Since the scope of review of the DOL’s rule-making action is governed by the standards set forth in 5 U.S.C. § 706(2)(A), the courts must uphold agency action unless it was “arbitrary, capricious, an abuse of discretion, or otherwise not in accordance with law.” Id. Under this standard a reviewing court must decide if the agency’s decision “ ‘was based on a consideration of the relevant factors and whether there has been á clear error of judgment____ Although this inquiry into the facts is to be searching and careful, the ultimate standard of review is a narrow one. The Court is not empowered to substitute its judgment for that of the agency.’ ” Shoreham Cooperative Apple Producers Ass’n., Inc. v. Donovan, 764 F.2d 135 (2nd Cir.1985) (quoting Citizens to Preserve Overton Park, Inc. v. Volpe, supra 401 U.S. at 416, 91 S.Ct. at 823-24.) The agency is obligated to examine the available evidence and to articulate a “rational connection” between that evidence and its exercise of discretion. Motor Vehicle Manufacturers Ass’n. v. State Farm Mutual Automobile Insurance Co., 463 U.S. 29, 43, 103 S.Ct. 2856, 2866-67, 77 L.Ed.2d 443 (1983) (quoting Burlington Truck Lines, Inc. v. United States, 371 U.S. 156, 168, 83 S.Ct. 239, 245, 9 L.Ed.2d 207 (1962)). Far from being deficient, the administrative record in this case amply explains the DOL’s reasons for abandoning the prior methodology and for deciding to use ES-202 data. The DOL offered cogent reasons why it could no longer rely on farm wage data collected by the United States Department of Agriculture. Furthermore, the alleged flaws in the ES-202 base set forth by the appellees do not demonstrate that the DOL’s action was arbitrary and capricious.

Shoreham Cooperative Apple Producers Ass’n., Inc. v. Donovan, hereinabove mentioned, is of particular importance. In this case the Second Circuit granted an interlocutory appeal to consider the denial of the DOL Secretary’s motion for summary judgment in a suit attacking the validity of the same regulation before us. The Second Circuit reversed with instructions to enter summary judgment for the Secretary, ruling that the record contained “no basis for holding that the DOL failed to consider available evidence or otherwise made its choice arbitrarily.”

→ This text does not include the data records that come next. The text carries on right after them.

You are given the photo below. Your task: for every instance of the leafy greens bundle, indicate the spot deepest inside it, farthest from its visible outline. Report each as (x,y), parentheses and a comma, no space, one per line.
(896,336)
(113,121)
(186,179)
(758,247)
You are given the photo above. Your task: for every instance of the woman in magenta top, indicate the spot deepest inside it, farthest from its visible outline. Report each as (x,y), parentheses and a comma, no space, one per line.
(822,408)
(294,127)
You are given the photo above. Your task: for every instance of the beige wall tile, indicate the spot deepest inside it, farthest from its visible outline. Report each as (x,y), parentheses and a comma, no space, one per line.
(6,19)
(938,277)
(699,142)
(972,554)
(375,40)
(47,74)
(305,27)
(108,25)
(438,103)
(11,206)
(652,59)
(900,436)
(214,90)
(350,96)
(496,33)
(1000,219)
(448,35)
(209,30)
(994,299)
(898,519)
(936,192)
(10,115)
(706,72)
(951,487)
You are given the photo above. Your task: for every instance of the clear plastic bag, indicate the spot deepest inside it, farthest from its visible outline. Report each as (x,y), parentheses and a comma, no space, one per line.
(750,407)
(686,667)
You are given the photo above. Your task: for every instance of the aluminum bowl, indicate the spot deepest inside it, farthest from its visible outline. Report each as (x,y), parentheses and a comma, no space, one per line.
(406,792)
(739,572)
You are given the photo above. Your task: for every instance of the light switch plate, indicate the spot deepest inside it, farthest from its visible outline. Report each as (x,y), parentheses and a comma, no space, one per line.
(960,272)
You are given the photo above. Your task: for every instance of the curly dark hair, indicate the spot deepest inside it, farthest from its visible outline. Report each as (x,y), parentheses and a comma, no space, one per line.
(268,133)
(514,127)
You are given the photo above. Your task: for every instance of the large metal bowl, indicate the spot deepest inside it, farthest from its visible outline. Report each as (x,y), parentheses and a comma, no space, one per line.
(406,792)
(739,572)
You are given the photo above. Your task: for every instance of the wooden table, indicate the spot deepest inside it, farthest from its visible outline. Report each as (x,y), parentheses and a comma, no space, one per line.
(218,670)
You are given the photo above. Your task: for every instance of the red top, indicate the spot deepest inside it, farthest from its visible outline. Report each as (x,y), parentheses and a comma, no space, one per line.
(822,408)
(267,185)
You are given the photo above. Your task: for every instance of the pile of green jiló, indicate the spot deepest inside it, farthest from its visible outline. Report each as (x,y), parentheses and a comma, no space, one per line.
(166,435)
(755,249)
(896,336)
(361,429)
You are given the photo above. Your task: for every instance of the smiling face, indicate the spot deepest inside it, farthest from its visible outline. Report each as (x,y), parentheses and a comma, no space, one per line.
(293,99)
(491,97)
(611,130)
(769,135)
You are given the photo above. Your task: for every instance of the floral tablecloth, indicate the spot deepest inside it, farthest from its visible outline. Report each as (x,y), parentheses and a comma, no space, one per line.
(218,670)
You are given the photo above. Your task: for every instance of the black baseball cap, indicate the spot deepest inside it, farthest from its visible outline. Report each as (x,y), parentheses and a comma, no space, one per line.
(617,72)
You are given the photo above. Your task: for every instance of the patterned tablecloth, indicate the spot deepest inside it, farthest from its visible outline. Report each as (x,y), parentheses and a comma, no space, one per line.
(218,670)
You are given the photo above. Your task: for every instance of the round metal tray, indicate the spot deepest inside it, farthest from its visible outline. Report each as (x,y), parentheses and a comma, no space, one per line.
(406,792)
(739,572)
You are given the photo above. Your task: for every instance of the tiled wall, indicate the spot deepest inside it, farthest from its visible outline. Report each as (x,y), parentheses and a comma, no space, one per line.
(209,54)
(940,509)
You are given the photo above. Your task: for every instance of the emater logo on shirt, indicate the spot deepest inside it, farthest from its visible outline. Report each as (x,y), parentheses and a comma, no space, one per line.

Based on the administrative record before the District Court, which contains clear and reasonably detailed explanations of the agency’s reasons for the choice made, and in light of the Second Circuit’s holding in Shoreham, supra, we find no basis for holding that the DOL failed to consider available evidence or otherwise made a choice that was arbitrary and capricious. We hold, therefore, that the District Court erred in denying the DOL’s motion for summary judgment. Accordingly, this case is remanded to the District Court with instructions to enter summary judgment in favor of the DOL.

REVERSED AND REMANDED.

. 20 C.F.R. § 655.207(b) provides in pertinent part:

[T]he adverse effect rate for each year shall be computed by adjusting the prior year’s adverse effect rate by the percentage change (from the second year previous to the year previous) in the ES-202 report’s aggregate average weekly wage rates for the appropriate group of agricultural workers. The appropriate group of workers shall be those U.S. agricultural workers employed by establishments in Standard Industrial Classification (SIC) Code Nos. 013, 016, 017, 019, 071, and 072 within that State (except that for purposes of wage movement, but not actual adverse effect rates, New York, Connecticut, Maine, Massachusetts, New Hampshire, Rhode Island, and Vermont shall be considered as one State, and Maryland, Virginia, and West Virginia shall be considered as one State.) The Administrator shall publish, in each calendar year, on a date he shall determine, adverse effect rates calculated pursuant to this paragraph (b) as a notice in the Federal Register.